Hacker News new | ask | show | jobs
by hoodoof 3411 days ago
DynamoDB is effectively useless for querying, except perhaps for some sort of highly specialised application able to fit within the DynamoDB strange and arcane query model.

What sort of database is effectively useless for querying?

Also they need to ditch the really, really confusiong and limiting scaling model. For a database that advertises scaling as one of its key strengths, DynamoDB sure has a bad scaling story.

3 comments

> What sort of database is effectively useless for querying?

Cassandra, Riak, Voldemort, HBase, Bigtable, Azure Table Storage, and many other implementations of wide column stores have similarly limited querying.

I'm also not sure what you mean by the limiting scaling model. I can go from 0 to 160k reads/second by turning a knob, and 160k is only the default limit (you can request higher limits).

It is not a document store. It's a wide column store. Use it for the right job and it does very well. Treat it like postgres and you are gonna have a hard time.

The price for that 160k is horrifying though, esp. if the requirement is bursty rather than continuous.
Which is why you turn the knob back down when you stop being bursty.

But yes, it's pricy. It may not be the best fit for some. Hopefully by the time you're taking 160k writes per second you have a solid business model. I mean, Twitter peaked at around 8000 tweets per second. What are you doing that requires 160k, and do you really need to be storing it?

It's probably an indication that your use-case is not a good fit for dynamo, or that you didn't adapt your use-case to dynamo, you're doing something "wrong" like trying to use it as a relational database. I've experienced some of these pains as part of my dynamo learning curve.
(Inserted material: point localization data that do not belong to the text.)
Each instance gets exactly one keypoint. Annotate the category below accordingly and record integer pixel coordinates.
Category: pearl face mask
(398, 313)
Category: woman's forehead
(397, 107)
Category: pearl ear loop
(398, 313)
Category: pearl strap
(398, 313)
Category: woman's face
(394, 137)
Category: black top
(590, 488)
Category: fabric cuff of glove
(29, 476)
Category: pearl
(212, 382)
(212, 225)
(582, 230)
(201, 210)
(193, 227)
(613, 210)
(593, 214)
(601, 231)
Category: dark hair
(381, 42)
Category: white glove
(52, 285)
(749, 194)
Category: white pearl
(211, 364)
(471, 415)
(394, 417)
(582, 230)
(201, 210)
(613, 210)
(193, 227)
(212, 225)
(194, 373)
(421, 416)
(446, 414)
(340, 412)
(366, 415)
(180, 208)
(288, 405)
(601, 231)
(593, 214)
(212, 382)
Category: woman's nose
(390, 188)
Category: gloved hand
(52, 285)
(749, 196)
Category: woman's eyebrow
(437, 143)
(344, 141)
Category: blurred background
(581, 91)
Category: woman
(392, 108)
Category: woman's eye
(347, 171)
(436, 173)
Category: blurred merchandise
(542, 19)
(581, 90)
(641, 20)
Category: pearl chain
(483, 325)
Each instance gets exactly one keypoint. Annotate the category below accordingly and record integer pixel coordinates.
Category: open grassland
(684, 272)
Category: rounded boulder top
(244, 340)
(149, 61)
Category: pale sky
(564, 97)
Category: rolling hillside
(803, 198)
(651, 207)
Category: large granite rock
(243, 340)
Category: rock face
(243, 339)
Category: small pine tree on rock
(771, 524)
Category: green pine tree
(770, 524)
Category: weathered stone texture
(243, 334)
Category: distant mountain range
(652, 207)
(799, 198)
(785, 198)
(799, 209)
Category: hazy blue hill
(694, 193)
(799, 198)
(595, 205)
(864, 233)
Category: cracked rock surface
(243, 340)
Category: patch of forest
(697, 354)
For example by changing my query strategy I was able reduce the provisioned write units from 1900 to 150 (write units dominate the cost).

Ignoring reserved prices, it is $10.40/hr (these are eventually consistent reads, so half the cost of consistent ones). That puts it roughly on par with an RDS postgres r3.8xlarge instance with 10k provisioned IOPS.

Sure, you likely have more than one table on RDS, so that cost is amortized, but when you get to the scale where you need 160k reads/s, you aren't going to have much more than that one dataset in a single instance.

It works well for a CQRS model. Which helps with super high scale apps. But most devs want joins and dont want to take the discipline to manage the data duplication.
I just rolled out a feature on DynamoDB and when monitoring it, I look at one yeah. Provisioned capacity vs consumed capacity. That's all I have to care about. No CPU, RAM, disk space metrics. Usage can increase 4x and performance is flat. It's great.

The application is less flexible and required making a lot of decisions up front, but operationally it's fantastic.

For my application I have found it is more complex about provisioned vs consumed capacity. I get throttling all the time when consumed capacity is a third of provisioned capacity.

You also need to care about how DDB does its underlying partitioning. It would be nice to turn the knobs and be able to trust you will get X reads/sec and Y writes/sec, but that is only true per node! Unfortunately, DDB gives you zero information about how many nodes your DDB table is running on! (Yes you can guess pretty well if you keep track of your usage rate and do some math).

So when provisioning, you need to be aware that if you have 100 provisioned read ops, but you have data on 5 nodes, you really only have 20 reads/sec if one key gets hot.

I agree it's pretty easy operationally, but you can get burned if you don't know how it works under the hood.

I just ping support when I want to know partitions. They also told me a little trick. If you create a kinesis stream for your table, the number of shards in the stream is the number of partitions.

But you're right part of design for DDB is picking a proper partition key so you don't end up with hot shards.

Databases in this category are some of the most popular ones in the world with good reason. The only way you can scale is to adopt a query-free architecture.

It feels tedious at first but once you develop some good habits and frameworks around denormalization it becomes easy to do that from day one.

>> The only way you can scale is to adopt a query-free architecture

This is not really the case. There are database systems that can handle large scale and complex queries. Allthough usually at the price of providing reduced consistency guarantees.